Policosanol is the generic term for a mixture of long chain alcohols extracted from plant waxes. It is used as a dietary supplement.

== History ==
Policosanol was originally derived from sugar cane but the chemicals can also be isolated from beeswax, cereal grains, grasses, leaves, fruits, nuts, and seeds of many foods. Plant waxes consist of long chain alkanes and their derivatives, including long chain fatty acids and alcohols. Policosanols are very long chain alcohols with carbon backbones ranging from 24 to 34 carbons.

The first policosanol supplements were produced by Dalmer Laboratories in Cuba; studies conducted and published by that group have found that policosanol is safe and effective as a lipid-lowering agent. However these studies were small, and efforts by groups outside of Cuba have failed to replicate these results.

== Safety and efficacy ==
A meta-analysis in 2005 concluded that human policosanol consumption is safe and well tolerated and is effective at lowering the blood cholesterol.

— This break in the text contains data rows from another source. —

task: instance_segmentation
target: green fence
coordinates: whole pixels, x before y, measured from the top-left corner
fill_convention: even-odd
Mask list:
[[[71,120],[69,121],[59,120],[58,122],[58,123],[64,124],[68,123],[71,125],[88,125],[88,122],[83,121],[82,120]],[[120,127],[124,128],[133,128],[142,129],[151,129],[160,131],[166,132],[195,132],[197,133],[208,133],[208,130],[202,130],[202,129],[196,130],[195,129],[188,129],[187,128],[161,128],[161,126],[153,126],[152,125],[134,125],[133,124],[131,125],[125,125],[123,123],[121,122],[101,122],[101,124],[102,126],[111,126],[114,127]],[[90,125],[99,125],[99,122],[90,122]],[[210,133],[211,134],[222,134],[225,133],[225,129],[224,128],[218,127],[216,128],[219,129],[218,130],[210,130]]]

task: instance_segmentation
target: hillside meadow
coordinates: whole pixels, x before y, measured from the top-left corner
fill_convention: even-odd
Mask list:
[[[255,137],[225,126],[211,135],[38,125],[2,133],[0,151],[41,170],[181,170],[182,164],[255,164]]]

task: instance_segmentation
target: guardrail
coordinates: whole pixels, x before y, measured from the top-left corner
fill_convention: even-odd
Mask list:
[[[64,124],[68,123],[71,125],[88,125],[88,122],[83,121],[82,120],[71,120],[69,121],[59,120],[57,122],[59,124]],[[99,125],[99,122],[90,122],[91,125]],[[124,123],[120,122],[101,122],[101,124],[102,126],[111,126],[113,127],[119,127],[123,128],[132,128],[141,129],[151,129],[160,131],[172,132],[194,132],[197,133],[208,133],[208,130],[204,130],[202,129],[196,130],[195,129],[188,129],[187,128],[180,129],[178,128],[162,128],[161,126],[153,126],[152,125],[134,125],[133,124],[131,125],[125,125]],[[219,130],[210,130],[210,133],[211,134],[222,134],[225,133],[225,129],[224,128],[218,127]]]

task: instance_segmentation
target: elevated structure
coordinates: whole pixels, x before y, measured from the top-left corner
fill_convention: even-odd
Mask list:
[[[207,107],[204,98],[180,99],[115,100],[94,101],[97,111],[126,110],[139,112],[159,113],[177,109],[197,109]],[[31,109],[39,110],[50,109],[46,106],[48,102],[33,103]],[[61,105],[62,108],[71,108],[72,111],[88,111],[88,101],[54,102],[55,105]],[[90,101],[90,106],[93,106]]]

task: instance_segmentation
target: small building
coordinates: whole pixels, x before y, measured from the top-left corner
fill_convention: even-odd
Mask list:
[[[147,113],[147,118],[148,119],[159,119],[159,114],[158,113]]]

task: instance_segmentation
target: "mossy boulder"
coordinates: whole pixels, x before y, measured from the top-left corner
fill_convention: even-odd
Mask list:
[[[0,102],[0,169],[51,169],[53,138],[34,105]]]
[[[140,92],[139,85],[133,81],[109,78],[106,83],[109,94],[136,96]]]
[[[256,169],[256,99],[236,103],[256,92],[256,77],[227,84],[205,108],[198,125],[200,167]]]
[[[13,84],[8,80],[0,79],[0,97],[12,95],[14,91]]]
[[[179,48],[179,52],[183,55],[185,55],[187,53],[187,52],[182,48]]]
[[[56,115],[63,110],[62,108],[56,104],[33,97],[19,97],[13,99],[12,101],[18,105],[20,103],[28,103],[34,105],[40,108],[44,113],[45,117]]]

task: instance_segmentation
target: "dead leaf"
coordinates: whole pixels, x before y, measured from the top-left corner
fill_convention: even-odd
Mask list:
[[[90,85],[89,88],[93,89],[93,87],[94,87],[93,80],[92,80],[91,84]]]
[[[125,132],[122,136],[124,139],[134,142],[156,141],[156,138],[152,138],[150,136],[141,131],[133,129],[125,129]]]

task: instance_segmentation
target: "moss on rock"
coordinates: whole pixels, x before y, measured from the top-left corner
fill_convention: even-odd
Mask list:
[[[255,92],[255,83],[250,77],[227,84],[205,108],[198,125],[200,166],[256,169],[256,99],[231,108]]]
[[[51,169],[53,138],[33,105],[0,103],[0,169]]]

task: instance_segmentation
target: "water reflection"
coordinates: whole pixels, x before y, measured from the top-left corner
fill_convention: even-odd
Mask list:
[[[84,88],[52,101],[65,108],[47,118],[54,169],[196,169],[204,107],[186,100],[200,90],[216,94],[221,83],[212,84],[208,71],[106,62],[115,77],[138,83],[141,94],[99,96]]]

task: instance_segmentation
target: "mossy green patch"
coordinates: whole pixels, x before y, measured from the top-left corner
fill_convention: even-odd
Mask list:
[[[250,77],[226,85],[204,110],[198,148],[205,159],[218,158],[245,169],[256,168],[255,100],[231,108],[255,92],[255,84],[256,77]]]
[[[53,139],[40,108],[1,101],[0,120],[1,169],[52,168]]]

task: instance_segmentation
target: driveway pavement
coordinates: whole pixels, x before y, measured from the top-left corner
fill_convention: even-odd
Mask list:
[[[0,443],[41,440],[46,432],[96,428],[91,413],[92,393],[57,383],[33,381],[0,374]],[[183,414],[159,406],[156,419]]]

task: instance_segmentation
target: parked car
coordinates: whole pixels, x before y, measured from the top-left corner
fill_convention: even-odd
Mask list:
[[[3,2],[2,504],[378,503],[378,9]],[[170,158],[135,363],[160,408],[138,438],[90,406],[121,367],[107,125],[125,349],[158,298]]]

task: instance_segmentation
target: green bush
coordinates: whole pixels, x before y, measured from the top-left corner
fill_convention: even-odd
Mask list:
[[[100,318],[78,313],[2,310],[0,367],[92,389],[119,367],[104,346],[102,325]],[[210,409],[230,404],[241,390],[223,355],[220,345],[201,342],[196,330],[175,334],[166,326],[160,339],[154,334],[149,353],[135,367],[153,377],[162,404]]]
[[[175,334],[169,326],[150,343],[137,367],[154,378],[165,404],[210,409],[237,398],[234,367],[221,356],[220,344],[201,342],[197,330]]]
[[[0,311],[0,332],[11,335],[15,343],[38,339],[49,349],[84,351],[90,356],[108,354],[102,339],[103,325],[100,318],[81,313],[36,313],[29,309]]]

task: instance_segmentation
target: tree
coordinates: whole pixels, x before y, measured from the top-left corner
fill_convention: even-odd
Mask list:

As of 2010, they were marketed as lipid-lowering agents in the Caribbean, Central and South America, and Canada. Furthermore, another meta-analysis published in 2018 with 22 studies and 1886 subjects showed policosanol could improve dyslipidemia with raising HDL. The blood pressure lowering effect of Cuban policosanol has been shown in an animal model using spontaneously hypertensive rats (SHR) and a human trial.